## Project 3: Web Scrapping and Classification: Writing and Blogging

#### Blogging and Writing subreddit groups are very similar in nature. Both are communities that are focused on writing.

However, the size of the communities differ, with 67.7K users in the Blogging subreddit, whereas Writing subreddit has 1.4M users.
Based on the following image, we can conclude that the Writing subreddit is far more active than Blogging subreddit, with 1.1k users online at the point of snapshot, and only 96 online for blogging.
Lastly, both of these groups were created at around the same period of time, in Q1 2008. 
What is blogging?
A blog (a truncation of "weblog") is a discussion or informational website published on the World Wide Web (www) consisting of discrete, often informal diary-style text entries (posts). 

What is writing?
Writing is a medium of human communication that involves the representation of a language with symbols. Writing systems are not themselves human languages (with the debatable exception of computer languages); they are means of rendering a language into a form that can be reconstructed by other humans separated by time and/or space. 
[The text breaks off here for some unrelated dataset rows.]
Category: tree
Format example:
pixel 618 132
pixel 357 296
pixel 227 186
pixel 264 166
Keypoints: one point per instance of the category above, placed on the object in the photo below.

In other words, a blogger is also a writer, who writes in the internet through weblogs ('blogs'). However, writing is an art itself, which emphasise the communication through languages. A writer could write anywhere (newspapers, books, magazines, emails, blogs etc.).

### Business Case

As a data scientist, my team works with online influencers and youtubers to improve their views for their posts.

A rising trend in the market was for Bloggers to improve their views on their posts through the use of analytics. A subset of this trend is the rise of Reddit as a virtual community for bloggers to ask questions and seek guidance from like-minded individuals.
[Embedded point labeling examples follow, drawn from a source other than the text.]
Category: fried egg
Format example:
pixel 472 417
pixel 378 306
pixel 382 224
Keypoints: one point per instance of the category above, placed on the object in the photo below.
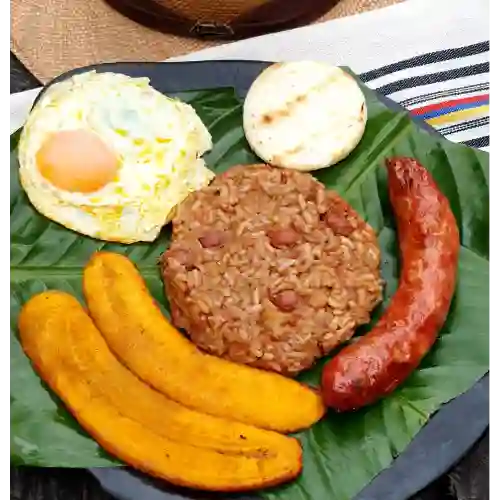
pixel 110 157
pixel 304 115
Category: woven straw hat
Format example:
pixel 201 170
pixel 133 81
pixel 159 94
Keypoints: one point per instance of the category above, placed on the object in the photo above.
pixel 54 36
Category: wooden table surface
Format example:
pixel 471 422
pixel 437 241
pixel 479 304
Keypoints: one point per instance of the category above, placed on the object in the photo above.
pixel 473 478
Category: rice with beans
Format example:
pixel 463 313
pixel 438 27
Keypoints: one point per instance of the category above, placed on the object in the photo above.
pixel 270 269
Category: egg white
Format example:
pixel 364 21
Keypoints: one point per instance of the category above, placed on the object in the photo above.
pixel 304 115
pixel 159 142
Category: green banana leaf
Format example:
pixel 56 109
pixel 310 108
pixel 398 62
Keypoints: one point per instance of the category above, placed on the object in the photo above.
pixel 343 452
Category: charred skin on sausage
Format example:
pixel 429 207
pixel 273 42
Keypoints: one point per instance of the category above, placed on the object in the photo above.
pixel 429 242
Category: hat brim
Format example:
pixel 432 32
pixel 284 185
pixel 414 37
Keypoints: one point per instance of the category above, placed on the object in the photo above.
pixel 51 37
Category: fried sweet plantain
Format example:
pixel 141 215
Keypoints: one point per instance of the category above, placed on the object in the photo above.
pixel 142 338
pixel 133 421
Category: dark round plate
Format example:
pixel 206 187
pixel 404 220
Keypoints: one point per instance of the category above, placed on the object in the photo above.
pixel 447 436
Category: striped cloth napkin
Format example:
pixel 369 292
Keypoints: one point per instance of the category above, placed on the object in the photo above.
pixel 449 89
pixel 434 57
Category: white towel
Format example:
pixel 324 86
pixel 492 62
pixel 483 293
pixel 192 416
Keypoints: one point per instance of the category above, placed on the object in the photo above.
pixel 435 57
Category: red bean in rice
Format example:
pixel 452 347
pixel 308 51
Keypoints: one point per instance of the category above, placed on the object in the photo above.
pixel 270 269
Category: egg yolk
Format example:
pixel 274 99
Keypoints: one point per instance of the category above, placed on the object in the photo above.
pixel 77 161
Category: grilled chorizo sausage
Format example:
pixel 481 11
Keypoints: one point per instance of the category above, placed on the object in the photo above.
pixel 429 244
Our team is working on a long-term project targeted to assist bloggers to improve their views on their blog. The first phase of this project would be targeted at the Reddit platform, where bloggers often visit for idea sharing, feedbacks and questions.

#### Phase A Part 1: Create a classifying tool to help bloggers to post their questions and experiences in the correct Subreddit group. (Current Project!)
#### Phase A Part 2: We will look into Subreddit analytics to understand how to structure a reddit post to maximise views (upvotes, comments)

### Problem Statement
To create a text classifier to determine whether a reddit post would be classified into the Subreddit group "Blogging" or "Writing".

### Executive Summary
#### EDA

From our analysis, the Blogging subreddit group have a huge emphasis on their blog optimisation (common phrases that appear: SEO, traffic flow, keyword search etc.) and less on technical writing elements. However, the Writing subreddit group appears to be the opposite. Posts appear to be focused on writing techniques, with many users posting questions and seeking help for their stories (common phrases that appear: 'writing advice, don know, dont want, help writing, start writing').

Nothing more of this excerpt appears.